Understanding drilling dynamics
For NOV, BHA optimization involves a modern systems approach, where both service companies and operators need to examine designs and configurations more critically. Tony Pink, Chief Technology Officer of NOV’s Wellbore Technologies segment, believes that he’s seeing an ongoing transition in BHA design. “We’re seeing high-tech BHAs with a drive system, likely an RSS, connected via MWD/LWD and real-time, along-string drilling dynamics tools, into wired drill pipe,” he said. “Real-time data is acquired by the rig at surface and analyzed, and answers are determined by the system using that data set. This enables full closed-loop automation back to the drilling control system, which communicates with the RSS and sends a setting to geosteer the well and deliver accurate, precise reservoir placement.”
In line with the industry’s shift toward remote operations, NOV aims to design BHAs that optimally function while removing people from the rig site and placing them in a real-time operating center.
The company also believes that advancements in drilling motors, which will be powered by digital software that automatically talks to the rig’s control system for orientation and steering, will fundamentally change directional drilling. The company is developing software with embedded artificial intelligence and machine learning, which allows the software to continually learn and optimize drilling parameters, as opposed to basing decisions on a simple lookup table.

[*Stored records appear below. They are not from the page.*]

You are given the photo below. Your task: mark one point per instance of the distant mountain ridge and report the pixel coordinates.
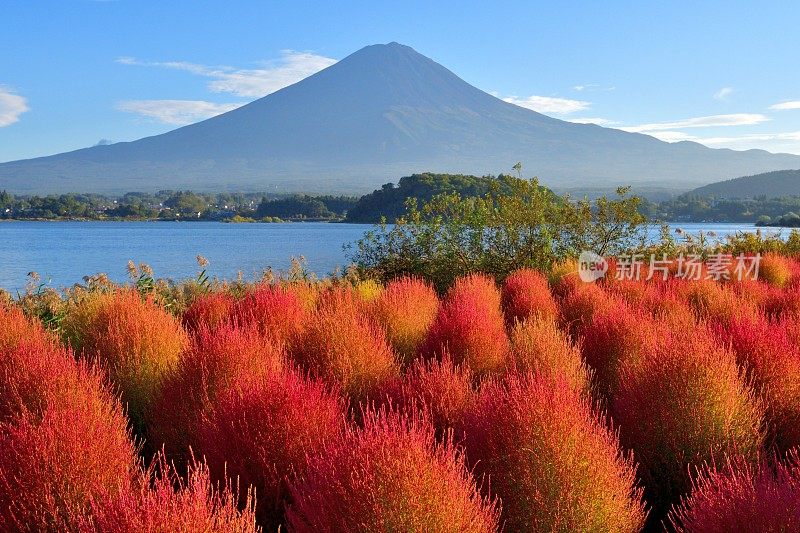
(770, 184)
(383, 112)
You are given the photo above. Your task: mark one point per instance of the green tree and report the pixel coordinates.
(516, 224)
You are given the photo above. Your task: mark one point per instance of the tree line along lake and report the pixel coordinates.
(62, 253)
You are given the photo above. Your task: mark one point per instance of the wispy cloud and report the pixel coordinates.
(588, 87)
(176, 112)
(12, 106)
(723, 94)
(271, 75)
(783, 106)
(712, 121)
(549, 104)
(593, 120)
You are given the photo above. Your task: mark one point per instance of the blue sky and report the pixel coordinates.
(77, 72)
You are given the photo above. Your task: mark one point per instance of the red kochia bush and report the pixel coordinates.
(772, 363)
(197, 505)
(136, 341)
(470, 326)
(614, 336)
(406, 309)
(774, 269)
(389, 476)
(63, 439)
(739, 497)
(440, 388)
(263, 430)
(579, 305)
(538, 346)
(526, 294)
(278, 311)
(681, 405)
(209, 311)
(344, 347)
(14, 327)
(214, 362)
(553, 464)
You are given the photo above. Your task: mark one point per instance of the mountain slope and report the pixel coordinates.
(770, 184)
(383, 112)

The challenge is that, while enabling precise directional control, ROP also needs to be optimized.
Mr Pink laments that the industry has lost its understanding of the fundamentals of drilling dynamics, like stabilizer placement and design, the appropriate amount of inertia in a drillstring to overcome the shear modulus of the formation, and so forth. Much of the loss has stemmed from the great crew change, as well as repeated downturns and volatile business cycles.
“This is leading,” he said, “to some bad practices, with people developing cut-and-paste BHAs not based on physics and engineering, not based on the actual interaction of all the conditions downhole. Poor BHA design then leads to poor drilling performance, which necessitates costly BHA redesign. So, you drill an extended lateral with a large bent housing on the motor in a slide/rotate pattern and end up unable to reach TD due to excessive drag at the end of the well. The operator solves the problem by implementing an RSS, but they could have just reduced the bend on the motor and slid/rotated the well more proficiently to reduce tortuosity and achieve the appropriate borehole condition.”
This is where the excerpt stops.